How can you apply shared immutability?

Immutability means "no ability to change the state of the object after its creation". Immutable objects always have only one state. Therefore they are always threadsafe. Immutable objects can create new immutable objects when you want to change them though. However, creating too many objects too fast can cause a high memory consumption and lead to a higher GC activity. Sometimes you can deduplicate immutable objects if you have many duplicates of them.

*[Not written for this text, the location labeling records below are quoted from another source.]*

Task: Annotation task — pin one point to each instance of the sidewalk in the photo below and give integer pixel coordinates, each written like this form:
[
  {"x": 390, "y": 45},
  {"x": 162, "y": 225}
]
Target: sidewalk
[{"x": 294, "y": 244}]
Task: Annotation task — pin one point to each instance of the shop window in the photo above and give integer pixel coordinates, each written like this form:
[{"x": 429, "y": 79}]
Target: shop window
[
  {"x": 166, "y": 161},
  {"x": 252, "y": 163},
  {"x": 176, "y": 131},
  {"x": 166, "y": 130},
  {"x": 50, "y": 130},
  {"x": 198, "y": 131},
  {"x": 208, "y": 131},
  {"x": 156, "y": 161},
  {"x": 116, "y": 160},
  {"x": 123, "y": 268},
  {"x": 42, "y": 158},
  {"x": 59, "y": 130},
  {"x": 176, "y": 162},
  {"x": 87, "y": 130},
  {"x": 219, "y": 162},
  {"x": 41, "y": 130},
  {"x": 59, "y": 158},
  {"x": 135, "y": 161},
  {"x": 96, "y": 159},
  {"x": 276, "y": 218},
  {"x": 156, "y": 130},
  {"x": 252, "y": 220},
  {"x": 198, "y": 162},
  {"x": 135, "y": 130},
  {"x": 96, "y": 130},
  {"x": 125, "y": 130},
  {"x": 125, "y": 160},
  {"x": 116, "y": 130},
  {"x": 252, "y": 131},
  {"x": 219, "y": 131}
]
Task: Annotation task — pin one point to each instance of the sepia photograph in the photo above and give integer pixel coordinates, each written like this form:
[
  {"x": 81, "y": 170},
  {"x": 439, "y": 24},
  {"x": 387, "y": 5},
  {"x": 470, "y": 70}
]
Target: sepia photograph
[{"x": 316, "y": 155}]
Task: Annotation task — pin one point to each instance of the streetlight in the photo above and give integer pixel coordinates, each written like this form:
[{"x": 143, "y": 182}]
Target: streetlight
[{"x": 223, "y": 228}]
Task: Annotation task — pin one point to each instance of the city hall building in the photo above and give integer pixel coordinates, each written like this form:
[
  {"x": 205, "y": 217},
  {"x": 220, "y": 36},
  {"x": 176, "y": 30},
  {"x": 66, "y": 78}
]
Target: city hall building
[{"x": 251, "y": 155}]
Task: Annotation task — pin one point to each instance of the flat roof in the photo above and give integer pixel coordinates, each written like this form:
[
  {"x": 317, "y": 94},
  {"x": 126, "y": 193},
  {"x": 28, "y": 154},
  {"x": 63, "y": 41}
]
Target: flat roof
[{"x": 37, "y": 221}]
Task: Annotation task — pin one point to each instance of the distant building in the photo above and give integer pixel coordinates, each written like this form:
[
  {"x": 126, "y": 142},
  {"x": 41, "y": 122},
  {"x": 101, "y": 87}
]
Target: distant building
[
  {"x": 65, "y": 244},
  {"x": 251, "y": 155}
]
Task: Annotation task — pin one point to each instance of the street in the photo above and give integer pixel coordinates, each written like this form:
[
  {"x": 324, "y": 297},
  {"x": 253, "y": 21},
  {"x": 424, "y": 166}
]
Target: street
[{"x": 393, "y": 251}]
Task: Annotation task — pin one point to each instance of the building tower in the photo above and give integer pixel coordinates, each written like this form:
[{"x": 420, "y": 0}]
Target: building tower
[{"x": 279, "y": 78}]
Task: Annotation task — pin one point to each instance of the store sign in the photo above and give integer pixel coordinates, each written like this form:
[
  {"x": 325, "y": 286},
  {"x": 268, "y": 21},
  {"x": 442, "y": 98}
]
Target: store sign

If you apply shared immutability to the example, it could look like that:

public class ImmutablePoint {
    private final int x;
    private final int y;

    public ImmutablePoint(int x, int y) {
        this.x = x;
        this.y = y;
    }

    ImmutablePoint move(int dx, int dy) {
        return new ImmutablePoint(x+dx, y+dy);
    }

    @Override
    public boolean equals(Object o) {
        if (this == o) return true;
        if (o == null || getClass() != o.getClass()) return false;
        ImmutablePoint that = (ImmutablePoint) o;
        return x == that.x && y == that.y;
    }

    @Override
    public int hashCode() {
        return Objects.hash(x, y);
    }

    @Override
    public String toString() {
        return "ImmutablePoint{x=" + x + ", y=" + y + '}';
    }
}

public class SharedImmutability {
    private static AtomicReference<ImmutablePoint> pointReference = new AtomicReference<>(new ImmutablePoint(0, 0));

    public static void main(String[] args) {
        final Thread moveRightThread = new Thread(() -> {
            for (int i = 0; i < 1000; i++) {
                pointReference.updateAndGet(point -> point.move(1, 0));
                Thread.yield();
            }
        }, "moveRight");
        final Thread moveDownThread = new Thread(() -> {
            for (int i = 0; i < 1000; i++) {
                pointReference.updateAndGet(point -> point.move(0, 1));
                Thread.yield();
            }
        }, "moveDown");
        final Thread displayThread = new Thread(() -> {
            for (int i = 0; i < 1000; i++) {
                System.out.println(pointReference.get());
                Thread.yield();
            }
        }, "display");

        moveRightThread.start();
        moveDownThread.start();
        displayThread.start();
    }
}

Explanation:
We have got all 3 threads again. However, we use an immutable point instead of a mutable point. While the two threads moveRight and moveDown replace the older instance of the immutable point by a newer one in the atomic reference pointReference, the thread display can get the current instance from pointReference and display it (whenever this thread wants because the instance of immutable point is independent of older and newer ones).

Remark:
The calls to yield() should force thread switches because a loop with only 1000 iterations is just too small. Most CPUs execute such a loop in one time slice.